[MOBY-l] MOBY at NCGR/CSHL- intro to ISYS and its conceptual relationship to MOBY

Sat Sep 28 13:34:33 UTC 2002

Hi Andrew,

Thanks for the overview of ISYS - as you point out, ISYS provided many 
of the "founding principles" of MOBY, so it was great to see these 
spelled out clearly on the list!

It's just after 3:00 AM, so I wont risk saying anything intelligent 
right now :-)  I'm mainly aiming to make some observations about what 
you have written and ask questions as best I can in my insomnia... I'm 
trying to get a clear picture of the similarities and differences 
between ISYS and the (current instantiation of) MOBY, and since I'm not 
sure I understand everything, please read all of my statements with an 
inflection at the end ;-)

Andrew D. Farmer wrote:

>When ISYS starts, it "discovers" ServiceProviders through
>a simple plug-in strategy; it simply scans through a Components directory in
>which each component provides a basic structure for providing its resources,
>
This is the ISYS analogue of MOBY Central, ja?  As I understand it, the 
key differences are that there is no registry "thingy" per se, just a 
directory.  Service Providers are transiently "registered" as they are 
started/stopped through their individual GUI's (or whatever), and 
"registration" involves putting interface descriptions into that 
directory.  Is that right?

> gets the information about which classes represent ServiceProviders,
>
as opposed to...??  What else is in that directory?  Which "components" 
represent ServiceProviders,  or which "classes"?  (I'm just trying to 
clarify the terminology)  As I understand it, Components implement 
Classes, and one of the Classes that can be implemented is 
ServiceProvider... or am I completely up the creek?

>Services in ISYS:
>
>Services and Service brokering in ISYS come in two distinct flavors:
>"static" and "dynamic".
>
>The former is the more traditional approach by which specific well-structured
>interfaces are defined (e.g.  a "RetrieveSequence" service with specified
>input types (Identifier) and output types (SequenceText));
>
so currently you would define MOBY services as being "static"... and 
yet... not quite.  This scenario seems to differ from MOBY in one 
critical way - that our interfaces are "modularly" defined, rather than 
being well-structured:  A "RetrieveSequence" service type would not 
exist in MOBY.  Rather we would have a "Retrieve" service that had an 
output type of "Sequence", and an ~arbitrary input type, depending on 
what the service provider needed. .When a service is required, its 
interface is dynamically discovered (WSDL), but we avoid the wild and 
wholly world of data types by defining the data formats and requiring 
that one or more of these be passed... so a Client (or component) 
doesn't have to be specifically designed for that interface.

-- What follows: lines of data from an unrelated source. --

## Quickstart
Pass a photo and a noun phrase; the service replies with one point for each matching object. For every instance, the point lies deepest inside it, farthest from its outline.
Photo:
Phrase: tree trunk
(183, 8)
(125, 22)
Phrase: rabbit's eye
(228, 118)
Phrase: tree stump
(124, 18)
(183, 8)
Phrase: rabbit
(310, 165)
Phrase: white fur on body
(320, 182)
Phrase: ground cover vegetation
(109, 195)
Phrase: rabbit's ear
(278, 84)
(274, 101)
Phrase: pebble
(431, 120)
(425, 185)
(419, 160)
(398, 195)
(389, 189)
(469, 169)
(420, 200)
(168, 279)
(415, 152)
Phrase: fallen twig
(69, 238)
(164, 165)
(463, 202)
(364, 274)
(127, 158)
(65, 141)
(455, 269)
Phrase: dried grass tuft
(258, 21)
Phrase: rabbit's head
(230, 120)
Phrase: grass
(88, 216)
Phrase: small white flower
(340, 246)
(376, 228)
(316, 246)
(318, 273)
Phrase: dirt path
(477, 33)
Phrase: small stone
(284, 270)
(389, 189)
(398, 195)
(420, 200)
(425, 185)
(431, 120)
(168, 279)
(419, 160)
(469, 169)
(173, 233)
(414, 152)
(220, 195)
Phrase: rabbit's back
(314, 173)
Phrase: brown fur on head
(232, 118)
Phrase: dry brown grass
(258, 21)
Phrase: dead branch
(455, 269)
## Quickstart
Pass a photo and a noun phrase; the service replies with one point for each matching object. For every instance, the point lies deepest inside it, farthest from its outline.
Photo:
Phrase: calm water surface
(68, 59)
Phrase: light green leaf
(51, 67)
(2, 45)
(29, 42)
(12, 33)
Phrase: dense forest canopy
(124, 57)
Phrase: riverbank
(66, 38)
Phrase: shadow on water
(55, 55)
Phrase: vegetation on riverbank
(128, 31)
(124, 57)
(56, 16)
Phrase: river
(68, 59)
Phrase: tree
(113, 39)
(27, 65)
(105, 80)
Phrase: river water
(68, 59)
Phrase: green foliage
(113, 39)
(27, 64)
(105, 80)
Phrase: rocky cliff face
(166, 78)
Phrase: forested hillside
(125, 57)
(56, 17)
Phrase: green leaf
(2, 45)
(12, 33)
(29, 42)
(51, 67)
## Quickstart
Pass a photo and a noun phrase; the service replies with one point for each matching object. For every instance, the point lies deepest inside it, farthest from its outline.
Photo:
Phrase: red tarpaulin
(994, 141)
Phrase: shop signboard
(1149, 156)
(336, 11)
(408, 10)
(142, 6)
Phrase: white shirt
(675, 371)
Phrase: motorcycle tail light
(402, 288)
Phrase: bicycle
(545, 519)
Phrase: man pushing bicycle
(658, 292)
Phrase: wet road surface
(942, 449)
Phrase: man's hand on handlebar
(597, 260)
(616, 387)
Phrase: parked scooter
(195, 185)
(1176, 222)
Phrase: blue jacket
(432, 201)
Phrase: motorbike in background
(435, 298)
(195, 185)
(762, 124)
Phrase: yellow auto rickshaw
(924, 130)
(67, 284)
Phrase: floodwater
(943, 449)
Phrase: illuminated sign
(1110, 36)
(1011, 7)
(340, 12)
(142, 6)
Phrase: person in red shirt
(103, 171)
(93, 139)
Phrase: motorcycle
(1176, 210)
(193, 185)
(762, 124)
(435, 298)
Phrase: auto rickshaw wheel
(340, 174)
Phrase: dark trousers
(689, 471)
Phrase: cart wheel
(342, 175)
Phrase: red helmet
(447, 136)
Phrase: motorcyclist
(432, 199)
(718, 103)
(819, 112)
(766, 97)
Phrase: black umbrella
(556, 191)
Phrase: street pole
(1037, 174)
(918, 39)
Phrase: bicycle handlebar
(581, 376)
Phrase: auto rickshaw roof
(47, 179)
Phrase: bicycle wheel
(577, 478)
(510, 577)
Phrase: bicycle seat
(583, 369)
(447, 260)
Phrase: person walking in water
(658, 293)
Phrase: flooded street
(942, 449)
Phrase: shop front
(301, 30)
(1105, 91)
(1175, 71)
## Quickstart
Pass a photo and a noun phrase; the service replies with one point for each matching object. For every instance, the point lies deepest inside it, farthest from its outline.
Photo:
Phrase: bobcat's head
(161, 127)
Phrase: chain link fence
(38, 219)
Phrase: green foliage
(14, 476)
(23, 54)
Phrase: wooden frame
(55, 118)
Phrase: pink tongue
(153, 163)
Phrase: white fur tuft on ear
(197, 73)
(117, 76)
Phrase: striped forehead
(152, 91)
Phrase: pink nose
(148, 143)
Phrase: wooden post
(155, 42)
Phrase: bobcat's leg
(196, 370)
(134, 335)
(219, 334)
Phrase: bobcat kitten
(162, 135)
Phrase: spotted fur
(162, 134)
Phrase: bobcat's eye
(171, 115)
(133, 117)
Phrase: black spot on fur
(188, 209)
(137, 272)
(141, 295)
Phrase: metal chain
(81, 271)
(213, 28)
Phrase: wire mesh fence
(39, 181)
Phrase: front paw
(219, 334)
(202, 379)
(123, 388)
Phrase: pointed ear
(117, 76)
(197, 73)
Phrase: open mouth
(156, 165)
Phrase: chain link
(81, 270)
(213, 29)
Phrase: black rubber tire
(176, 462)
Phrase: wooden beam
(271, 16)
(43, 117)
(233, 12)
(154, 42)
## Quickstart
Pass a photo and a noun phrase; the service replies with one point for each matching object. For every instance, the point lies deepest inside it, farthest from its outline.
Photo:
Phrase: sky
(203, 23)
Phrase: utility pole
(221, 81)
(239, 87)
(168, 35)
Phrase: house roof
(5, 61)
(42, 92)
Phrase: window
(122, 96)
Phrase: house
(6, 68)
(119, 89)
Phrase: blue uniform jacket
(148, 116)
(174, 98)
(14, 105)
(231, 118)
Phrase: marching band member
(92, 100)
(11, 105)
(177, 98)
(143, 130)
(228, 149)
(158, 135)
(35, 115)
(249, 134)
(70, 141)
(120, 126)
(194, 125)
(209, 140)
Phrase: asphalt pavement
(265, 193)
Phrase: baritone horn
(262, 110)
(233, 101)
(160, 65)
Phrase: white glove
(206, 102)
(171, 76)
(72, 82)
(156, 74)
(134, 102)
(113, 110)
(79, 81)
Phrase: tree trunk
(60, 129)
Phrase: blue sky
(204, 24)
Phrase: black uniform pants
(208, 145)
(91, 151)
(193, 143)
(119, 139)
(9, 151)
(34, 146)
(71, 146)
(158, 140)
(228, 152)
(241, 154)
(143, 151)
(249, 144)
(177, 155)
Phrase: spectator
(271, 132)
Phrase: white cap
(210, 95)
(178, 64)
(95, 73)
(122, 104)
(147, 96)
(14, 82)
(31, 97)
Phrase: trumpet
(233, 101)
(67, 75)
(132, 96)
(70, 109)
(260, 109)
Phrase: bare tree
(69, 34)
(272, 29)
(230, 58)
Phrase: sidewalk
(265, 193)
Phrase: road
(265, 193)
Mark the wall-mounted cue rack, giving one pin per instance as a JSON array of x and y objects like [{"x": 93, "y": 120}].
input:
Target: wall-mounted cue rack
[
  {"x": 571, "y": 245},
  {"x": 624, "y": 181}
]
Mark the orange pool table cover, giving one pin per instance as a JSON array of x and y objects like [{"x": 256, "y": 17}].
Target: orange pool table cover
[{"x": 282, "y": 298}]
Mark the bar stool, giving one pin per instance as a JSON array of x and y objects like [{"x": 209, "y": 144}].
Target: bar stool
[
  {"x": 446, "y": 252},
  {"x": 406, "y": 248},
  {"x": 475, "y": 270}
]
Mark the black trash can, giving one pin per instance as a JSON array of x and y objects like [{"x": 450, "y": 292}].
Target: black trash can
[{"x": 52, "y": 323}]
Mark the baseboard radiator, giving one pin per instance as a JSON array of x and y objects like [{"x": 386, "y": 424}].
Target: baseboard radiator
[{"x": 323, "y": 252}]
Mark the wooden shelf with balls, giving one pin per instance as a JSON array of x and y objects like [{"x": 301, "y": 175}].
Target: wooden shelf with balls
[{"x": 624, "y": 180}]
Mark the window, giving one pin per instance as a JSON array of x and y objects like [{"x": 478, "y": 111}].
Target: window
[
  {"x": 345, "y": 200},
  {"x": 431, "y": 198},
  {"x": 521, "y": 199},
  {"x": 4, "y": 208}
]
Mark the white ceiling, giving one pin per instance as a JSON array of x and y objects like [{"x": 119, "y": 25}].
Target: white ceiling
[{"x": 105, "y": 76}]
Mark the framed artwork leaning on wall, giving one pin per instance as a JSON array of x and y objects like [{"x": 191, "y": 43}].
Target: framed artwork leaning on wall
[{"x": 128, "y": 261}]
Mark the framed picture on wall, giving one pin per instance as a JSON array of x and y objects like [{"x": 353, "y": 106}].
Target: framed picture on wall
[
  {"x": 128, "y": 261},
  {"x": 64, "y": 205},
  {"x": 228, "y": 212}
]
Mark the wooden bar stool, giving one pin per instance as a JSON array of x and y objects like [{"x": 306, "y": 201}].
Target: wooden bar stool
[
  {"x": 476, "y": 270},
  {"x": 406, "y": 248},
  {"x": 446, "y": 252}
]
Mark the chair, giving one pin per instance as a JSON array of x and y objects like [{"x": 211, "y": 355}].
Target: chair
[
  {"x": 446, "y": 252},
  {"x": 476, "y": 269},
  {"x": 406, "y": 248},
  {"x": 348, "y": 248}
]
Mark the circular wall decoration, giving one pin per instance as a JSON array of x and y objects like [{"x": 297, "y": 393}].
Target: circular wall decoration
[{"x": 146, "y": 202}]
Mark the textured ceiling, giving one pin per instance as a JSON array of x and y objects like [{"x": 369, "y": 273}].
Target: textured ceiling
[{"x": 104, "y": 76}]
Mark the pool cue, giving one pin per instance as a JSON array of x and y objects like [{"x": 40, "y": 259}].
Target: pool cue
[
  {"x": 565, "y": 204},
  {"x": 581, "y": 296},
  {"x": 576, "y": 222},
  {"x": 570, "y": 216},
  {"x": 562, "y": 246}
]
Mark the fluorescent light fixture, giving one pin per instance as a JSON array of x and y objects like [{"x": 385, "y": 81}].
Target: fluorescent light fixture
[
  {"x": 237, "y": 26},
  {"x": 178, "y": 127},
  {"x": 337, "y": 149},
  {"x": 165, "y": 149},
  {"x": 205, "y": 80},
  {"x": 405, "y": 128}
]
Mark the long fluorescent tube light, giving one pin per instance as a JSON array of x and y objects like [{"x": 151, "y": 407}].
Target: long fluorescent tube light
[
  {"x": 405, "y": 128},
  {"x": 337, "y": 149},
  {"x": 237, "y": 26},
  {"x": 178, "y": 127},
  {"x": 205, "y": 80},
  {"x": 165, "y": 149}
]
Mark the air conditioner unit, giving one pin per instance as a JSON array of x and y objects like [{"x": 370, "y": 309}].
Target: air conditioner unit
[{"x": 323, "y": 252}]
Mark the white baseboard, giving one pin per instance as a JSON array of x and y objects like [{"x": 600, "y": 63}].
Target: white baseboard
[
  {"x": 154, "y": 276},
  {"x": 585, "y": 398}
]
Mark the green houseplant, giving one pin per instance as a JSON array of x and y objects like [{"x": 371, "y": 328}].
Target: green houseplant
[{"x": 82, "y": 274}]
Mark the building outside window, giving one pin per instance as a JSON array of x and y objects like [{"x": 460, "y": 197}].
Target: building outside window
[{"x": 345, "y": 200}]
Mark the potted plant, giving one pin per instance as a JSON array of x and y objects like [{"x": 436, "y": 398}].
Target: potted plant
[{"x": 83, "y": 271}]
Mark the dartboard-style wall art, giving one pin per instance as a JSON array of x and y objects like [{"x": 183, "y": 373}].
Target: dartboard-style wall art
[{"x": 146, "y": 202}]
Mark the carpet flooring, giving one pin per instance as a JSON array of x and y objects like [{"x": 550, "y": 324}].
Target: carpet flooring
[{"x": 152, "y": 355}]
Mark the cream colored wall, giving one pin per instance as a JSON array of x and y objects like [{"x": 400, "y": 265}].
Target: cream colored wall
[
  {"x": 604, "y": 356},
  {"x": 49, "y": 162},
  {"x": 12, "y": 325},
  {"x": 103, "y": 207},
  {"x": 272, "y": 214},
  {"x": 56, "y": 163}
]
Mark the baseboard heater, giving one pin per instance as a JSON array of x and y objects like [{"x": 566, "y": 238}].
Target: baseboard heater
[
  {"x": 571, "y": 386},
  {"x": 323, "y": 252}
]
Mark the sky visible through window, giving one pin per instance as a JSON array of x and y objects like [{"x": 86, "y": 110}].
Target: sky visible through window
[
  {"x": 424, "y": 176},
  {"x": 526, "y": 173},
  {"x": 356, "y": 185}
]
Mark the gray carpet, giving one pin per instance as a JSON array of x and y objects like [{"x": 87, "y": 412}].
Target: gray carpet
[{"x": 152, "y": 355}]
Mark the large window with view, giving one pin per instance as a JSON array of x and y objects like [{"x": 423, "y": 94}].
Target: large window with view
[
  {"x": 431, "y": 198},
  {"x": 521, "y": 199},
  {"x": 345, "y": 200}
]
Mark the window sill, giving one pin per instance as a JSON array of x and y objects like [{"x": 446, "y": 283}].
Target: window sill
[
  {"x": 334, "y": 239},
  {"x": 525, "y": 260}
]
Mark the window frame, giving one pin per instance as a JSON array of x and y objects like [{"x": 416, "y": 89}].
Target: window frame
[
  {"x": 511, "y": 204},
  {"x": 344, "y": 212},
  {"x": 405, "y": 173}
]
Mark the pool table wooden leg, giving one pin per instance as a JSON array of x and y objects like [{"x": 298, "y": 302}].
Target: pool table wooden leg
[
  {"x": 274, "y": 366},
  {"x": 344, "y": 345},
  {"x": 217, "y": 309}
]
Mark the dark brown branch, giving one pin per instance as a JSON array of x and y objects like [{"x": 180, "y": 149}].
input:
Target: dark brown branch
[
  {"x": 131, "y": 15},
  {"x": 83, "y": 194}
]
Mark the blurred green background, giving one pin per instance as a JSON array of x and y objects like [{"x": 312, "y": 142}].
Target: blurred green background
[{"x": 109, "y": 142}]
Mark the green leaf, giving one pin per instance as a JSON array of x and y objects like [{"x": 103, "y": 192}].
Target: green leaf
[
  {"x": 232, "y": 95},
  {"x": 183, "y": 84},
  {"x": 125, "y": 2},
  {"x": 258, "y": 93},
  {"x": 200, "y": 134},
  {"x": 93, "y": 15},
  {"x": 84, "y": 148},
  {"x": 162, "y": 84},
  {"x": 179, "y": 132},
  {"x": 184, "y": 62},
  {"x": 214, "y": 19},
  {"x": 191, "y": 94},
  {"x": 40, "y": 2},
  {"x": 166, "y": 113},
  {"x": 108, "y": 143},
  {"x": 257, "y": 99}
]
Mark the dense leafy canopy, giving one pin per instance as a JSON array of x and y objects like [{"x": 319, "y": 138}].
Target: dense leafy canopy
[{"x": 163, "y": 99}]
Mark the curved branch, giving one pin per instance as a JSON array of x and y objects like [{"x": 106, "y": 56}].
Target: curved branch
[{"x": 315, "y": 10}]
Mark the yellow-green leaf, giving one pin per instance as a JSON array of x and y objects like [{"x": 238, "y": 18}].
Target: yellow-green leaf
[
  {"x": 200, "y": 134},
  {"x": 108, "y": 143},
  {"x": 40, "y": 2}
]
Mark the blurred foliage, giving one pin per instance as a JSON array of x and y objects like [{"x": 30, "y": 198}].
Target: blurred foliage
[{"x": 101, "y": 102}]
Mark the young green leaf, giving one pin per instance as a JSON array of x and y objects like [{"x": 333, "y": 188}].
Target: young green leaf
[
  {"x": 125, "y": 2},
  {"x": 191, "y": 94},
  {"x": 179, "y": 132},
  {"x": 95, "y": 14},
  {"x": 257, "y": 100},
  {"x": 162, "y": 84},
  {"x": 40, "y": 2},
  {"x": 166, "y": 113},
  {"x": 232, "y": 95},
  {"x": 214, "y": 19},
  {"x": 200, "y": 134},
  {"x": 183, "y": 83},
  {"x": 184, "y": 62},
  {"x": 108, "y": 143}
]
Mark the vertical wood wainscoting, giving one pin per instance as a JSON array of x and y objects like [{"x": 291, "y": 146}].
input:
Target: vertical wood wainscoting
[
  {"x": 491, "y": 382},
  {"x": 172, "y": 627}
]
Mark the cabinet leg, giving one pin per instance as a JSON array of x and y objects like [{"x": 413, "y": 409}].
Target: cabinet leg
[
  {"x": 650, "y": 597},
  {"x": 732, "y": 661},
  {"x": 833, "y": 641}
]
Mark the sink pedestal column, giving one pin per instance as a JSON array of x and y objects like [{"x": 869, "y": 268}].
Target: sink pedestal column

>in this case, a component that wants to use that specific functionality
>will have been designed with knowledge of the service interface, and will
>simply ask ISYS to provide it with an implementation
>
This is also not strictly true in MOBY.  For us, the "component" ( which 
I think is a "Client" in MOBY speak) does not need to be designed with 
knowledge of the service interface per se.  The interface - 
input/output/URL - is dynamically discovered using WSDL, and in fact can 
be completely ambivalent about what type of service it is dealing 
with... i.e. a client doesn't have to know what to *do* with a Sequence 
in order to happily retrieve it and pass it on to the next service... so 
service implementation is not a problem.  *Representation* of data, on 
the other hand, will have to be coded for each data type (or at least, 
each of the basic parent data types)

> (either a user
>specifiable default, or a list of all known implementations) of that
>service. These service types are specified as interfaces (along with
>specifications of datatype interfaces for their input and output types)
>in a special package that acts as a kind of catalog of static
>services; in this way, it is somewhat analogous to a certain way of looking
>at the notion of a service "ontology" at a central MOBY registry 
>
this is actually much closer to the myGrid service ontology definition, 
than it is to the current MOBY view of a service ontology, as I said 
above...  I see the power of both approaches, and I still haven't come 
to a conclusion about which is better.  I think, that our approach is 
more flexible w.r.t. client/service design, but we suffer badly from 
having little or no machine-readable logic.  We rely on a human to look 
at the input and output types, the name/description of the service 
type,and decide for themselves what exact transformation is happening in 
between.  e.g.  if you give me a PubMed ID, and I offer to give you back 
Sequence objects, and the service type is "Retrieve"... what does that 
mean??  It could mean "Give me the sequences that were published in this 
manuscript", or it could mean "give me all of the sequences that were 
published by the author of this manuscript".  In this sense, the current 
MOBY situation is a total nightmare and needs some serious tightening 
up!!!!  We can't make the semantic bioweb without some additional 
ontology(ies) sitting around somewhere to more clearly define our 
services, rather than the current human-readable descriptions.  At the 
same time, access to these orthoganal relationships between data 
(PubMed/ID --> Sequence) are, in my mind, one of the most wonderful 
aspects of the MOBY system and I am loathe to lose them altogether...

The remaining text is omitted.